Benim köylüm, benim vefalı Türk anamdır bu. Attan indim. Yaşlı
kadının elini tuttum anacığım dedim, sen gökte aradığını
yerde buldun, rüyalarını süsleyen,seni buralara kadar koşturan Gazi Paşa yani Atatürk işte karşında duruyor.
Köylü kadın bu sözleri duyunca şaşkına döndü. Elindeki değneği yere fırlatıp, Atatürk'ün ellerine sarıldı.
Görülecek bir manzaraydı bu. İkisi de ağlıyordu. İki
Türk insanı biri kurtarıcı, biri kurtarılan, ana oğul gibi
sarmaş dolaş ağlıyorlardı. Yaşlı kadın belki on defa öptü
atanın ellerini. Ata da onun ellerini öptü. Sonra heybesinden
küçük bir paket çıkarttı. Daha doğrusu beze sarılmış
bir köy peyniri. Bunu Atatürk'e uzattı;
- Tek ineğimin sütünden kendi ellerimle yaptım Gazi
Paşa, bunu sana hediye getirdim. Seversen gene yapıp getiririm.
Paşa hemen orada bezi açıp peyniri yedi. Çok beğendiğini söyledi. Sonra birlikte köşke kadar gittik.
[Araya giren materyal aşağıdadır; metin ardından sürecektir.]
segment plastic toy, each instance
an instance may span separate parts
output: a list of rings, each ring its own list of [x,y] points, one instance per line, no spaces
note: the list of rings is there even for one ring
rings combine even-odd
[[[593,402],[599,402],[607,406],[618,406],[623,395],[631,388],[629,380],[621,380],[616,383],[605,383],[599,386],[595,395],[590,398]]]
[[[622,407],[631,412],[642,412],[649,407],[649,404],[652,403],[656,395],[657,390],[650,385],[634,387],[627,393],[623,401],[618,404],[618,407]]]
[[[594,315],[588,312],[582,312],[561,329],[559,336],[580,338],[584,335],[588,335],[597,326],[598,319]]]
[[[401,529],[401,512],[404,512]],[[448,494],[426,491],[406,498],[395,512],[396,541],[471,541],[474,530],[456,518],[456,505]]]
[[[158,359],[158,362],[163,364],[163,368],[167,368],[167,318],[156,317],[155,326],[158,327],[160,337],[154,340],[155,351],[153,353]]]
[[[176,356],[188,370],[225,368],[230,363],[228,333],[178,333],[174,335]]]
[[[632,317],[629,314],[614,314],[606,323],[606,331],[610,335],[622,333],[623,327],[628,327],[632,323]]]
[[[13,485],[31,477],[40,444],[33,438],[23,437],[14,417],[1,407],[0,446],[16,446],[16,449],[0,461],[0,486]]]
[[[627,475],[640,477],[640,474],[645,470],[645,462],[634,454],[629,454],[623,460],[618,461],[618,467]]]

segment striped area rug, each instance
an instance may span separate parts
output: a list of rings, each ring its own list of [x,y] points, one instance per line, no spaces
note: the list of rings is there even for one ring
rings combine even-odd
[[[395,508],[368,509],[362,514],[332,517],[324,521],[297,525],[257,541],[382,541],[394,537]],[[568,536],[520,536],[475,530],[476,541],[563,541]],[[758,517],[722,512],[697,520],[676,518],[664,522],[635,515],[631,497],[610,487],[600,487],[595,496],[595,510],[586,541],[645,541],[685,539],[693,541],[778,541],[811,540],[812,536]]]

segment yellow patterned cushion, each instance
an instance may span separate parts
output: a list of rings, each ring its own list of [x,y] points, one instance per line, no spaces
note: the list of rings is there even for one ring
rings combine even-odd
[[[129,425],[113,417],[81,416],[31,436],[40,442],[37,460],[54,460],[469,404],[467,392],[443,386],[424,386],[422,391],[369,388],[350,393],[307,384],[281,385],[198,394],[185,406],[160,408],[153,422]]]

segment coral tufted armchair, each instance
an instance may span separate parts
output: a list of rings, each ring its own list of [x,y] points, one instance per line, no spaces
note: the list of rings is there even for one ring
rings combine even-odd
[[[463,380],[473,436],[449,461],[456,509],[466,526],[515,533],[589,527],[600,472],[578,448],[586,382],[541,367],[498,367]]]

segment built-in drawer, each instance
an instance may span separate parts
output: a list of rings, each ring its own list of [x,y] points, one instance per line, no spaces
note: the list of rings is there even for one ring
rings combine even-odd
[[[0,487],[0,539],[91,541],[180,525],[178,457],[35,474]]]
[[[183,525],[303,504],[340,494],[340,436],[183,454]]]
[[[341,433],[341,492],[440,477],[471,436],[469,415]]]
Oradakilere şu emri verdi;
"Bu anamızı alın burada iki gün konuk edin. Sonra köyüne götürün. Giderken de kendisine üç inek verin benim armağanım olsun." >>
“Sabiha Gökçen” anlatımıyla tarihe not düşülen bu güzel ve özel yaşanmış anı, bu günlerimiz için de önemli hatırlatmalar yapmak da. Millet olarak,halk olarak gerekli derslerimizi almadığımız için mi bu günkü pespaye hallerimiz, yoksa yorumlama hallerimizde mi değiştik. Tekrar,yeniden,en başından neler olup bittiğini görüp,yorum yapma zamanımız gelmiştir.